With Clinton initially in the running, many people had to change their vote after the candidates were narrowed down to Obama and McCain; and after the extensive debates that have occurred throughout the past few months, many people’s minds were ultimately changed after viewing the two candidates’ behaviors.

“Based on experience, I don’t trust Obama to protect our country,” said Toni Ann Arrigo, a junior at Marist College. “If Hillary was still running I would vote for her because I would like to see Bill Clinton’s views back in the White House. Now that she is no longer a candidate, I’m voting for McCain, but I like Biden a lot more than Palin, so it was pretty hard to change my vote after Clinton no longer was an option.”

USA Today and The Wall Street Journal both lead with new weekend polls that continue to show Obama with a definite lead. Considering this has been the longest presidential race in history, our country has been altering its view on the candidates since the beginning of the race. Even though the polls show Obama in the lead, there is still a possibility for surprise.

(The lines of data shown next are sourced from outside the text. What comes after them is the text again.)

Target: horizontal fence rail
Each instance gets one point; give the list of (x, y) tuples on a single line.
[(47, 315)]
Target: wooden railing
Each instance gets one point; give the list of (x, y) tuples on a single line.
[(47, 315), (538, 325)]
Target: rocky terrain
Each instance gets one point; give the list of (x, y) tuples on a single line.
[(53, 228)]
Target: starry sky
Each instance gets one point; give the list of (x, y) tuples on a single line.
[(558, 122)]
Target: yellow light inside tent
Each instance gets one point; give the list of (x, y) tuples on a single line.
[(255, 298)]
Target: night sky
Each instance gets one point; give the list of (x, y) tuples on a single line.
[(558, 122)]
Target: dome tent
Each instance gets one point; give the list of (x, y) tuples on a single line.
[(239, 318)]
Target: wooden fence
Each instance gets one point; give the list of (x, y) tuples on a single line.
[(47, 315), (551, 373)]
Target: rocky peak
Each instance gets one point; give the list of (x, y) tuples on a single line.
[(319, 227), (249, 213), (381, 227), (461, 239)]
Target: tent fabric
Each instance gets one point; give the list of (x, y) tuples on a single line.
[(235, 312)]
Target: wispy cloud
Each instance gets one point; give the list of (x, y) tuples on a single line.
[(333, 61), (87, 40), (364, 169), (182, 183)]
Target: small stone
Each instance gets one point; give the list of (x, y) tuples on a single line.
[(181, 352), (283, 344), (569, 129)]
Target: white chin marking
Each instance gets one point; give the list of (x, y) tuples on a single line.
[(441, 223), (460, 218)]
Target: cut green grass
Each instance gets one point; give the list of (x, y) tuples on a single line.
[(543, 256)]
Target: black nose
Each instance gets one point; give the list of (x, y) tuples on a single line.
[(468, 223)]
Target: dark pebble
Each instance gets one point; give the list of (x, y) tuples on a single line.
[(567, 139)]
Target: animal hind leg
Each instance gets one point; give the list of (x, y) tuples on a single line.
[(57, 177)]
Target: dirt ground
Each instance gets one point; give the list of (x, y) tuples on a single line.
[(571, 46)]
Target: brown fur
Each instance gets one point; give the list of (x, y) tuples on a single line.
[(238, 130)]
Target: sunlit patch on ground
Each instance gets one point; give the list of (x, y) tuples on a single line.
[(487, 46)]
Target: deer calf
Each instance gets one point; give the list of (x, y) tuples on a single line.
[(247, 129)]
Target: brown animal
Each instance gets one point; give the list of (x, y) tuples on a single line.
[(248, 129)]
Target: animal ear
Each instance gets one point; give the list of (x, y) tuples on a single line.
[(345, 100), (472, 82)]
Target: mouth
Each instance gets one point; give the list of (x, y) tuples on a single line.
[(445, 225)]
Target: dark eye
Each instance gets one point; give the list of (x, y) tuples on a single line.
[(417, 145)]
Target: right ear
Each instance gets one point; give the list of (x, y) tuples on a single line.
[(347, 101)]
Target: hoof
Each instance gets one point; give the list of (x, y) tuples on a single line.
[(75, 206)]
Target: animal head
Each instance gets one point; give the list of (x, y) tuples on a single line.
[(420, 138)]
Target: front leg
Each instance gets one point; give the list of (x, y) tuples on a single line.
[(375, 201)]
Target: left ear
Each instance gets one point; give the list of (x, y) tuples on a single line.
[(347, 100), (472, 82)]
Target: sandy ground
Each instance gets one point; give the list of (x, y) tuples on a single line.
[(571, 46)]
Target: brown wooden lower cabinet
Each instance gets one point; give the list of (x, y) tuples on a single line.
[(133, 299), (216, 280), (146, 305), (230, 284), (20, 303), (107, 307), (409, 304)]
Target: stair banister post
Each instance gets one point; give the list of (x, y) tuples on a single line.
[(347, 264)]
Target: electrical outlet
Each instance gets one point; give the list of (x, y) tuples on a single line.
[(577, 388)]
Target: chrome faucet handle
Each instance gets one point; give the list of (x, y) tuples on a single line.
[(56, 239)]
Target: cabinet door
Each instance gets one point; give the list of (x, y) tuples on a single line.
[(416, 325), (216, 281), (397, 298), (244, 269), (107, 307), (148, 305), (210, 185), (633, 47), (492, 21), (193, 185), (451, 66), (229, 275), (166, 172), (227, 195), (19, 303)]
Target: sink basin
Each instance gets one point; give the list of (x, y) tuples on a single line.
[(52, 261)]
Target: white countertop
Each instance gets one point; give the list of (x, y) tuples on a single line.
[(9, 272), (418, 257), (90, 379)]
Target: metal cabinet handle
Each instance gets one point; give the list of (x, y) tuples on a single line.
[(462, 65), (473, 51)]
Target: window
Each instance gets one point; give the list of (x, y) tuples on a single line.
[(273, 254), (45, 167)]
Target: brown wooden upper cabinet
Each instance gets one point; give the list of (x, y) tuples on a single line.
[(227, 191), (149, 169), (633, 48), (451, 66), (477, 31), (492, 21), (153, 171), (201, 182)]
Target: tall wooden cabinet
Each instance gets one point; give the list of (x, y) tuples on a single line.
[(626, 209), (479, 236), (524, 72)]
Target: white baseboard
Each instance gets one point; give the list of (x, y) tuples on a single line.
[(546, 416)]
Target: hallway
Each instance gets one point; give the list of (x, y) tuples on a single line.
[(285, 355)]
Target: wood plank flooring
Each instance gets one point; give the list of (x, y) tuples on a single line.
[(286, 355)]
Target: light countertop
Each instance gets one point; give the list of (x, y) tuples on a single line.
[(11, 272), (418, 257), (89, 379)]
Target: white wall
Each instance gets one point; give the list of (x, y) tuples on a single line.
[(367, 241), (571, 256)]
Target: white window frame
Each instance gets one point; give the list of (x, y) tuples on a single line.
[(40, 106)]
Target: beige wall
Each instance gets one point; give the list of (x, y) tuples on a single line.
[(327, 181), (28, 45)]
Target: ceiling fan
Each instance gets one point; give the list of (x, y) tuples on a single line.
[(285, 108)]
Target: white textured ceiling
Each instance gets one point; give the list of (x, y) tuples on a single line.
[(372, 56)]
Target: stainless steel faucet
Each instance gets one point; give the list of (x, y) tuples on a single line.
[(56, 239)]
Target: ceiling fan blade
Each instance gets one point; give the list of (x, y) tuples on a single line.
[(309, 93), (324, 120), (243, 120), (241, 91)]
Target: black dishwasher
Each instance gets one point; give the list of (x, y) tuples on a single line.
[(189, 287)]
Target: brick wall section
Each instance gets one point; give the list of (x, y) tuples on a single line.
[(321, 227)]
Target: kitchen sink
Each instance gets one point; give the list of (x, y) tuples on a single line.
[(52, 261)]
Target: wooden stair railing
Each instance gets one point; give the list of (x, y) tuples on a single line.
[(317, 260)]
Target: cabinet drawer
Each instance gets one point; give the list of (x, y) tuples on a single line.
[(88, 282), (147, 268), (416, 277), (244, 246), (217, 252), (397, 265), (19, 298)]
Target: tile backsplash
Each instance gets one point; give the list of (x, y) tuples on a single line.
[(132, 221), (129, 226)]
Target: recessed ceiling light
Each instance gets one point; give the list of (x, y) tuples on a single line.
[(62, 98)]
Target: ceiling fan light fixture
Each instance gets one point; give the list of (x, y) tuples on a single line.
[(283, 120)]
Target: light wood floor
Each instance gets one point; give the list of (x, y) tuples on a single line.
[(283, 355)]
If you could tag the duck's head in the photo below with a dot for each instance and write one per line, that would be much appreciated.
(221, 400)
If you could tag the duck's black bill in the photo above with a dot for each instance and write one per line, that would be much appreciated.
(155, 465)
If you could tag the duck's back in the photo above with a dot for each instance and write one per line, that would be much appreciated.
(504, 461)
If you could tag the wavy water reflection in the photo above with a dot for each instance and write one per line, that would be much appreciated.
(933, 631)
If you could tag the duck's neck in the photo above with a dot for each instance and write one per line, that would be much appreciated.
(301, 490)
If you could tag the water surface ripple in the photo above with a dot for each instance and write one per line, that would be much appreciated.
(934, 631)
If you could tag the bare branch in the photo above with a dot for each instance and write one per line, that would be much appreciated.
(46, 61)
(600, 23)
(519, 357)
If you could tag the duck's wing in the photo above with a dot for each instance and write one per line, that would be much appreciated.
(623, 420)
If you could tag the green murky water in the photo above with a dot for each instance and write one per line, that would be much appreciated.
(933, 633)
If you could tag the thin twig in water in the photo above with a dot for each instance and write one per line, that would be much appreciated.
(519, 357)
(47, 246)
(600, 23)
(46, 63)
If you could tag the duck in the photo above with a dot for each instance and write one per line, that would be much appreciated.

The Washington Post leads by explaining that both Obama and McCain have continued to spit out attacks towards each other this Sunday, and the Los Angeles Times leads by explaining that the candidates’ last effort to try to convince undecided voters is by “sticking to the basics,” preaching their usual opposing views. This depicts a change from the usual behavior of the candidates’ this close to Election Day. Instead of turning positive, they are doing everything they can to ensure last minute votes.

“I’m not voting because I didn’t get a chance to send in an absentee ballot, but if I were to vote I don’t think I could make up my mind completely on who I want to win,” said Stephani Masi, a junior at Marist College. “If I had to choose it would be Obama, but many of my opinions agree with McCain’s views; I can’t help but be unsure about such a big and significant decision.”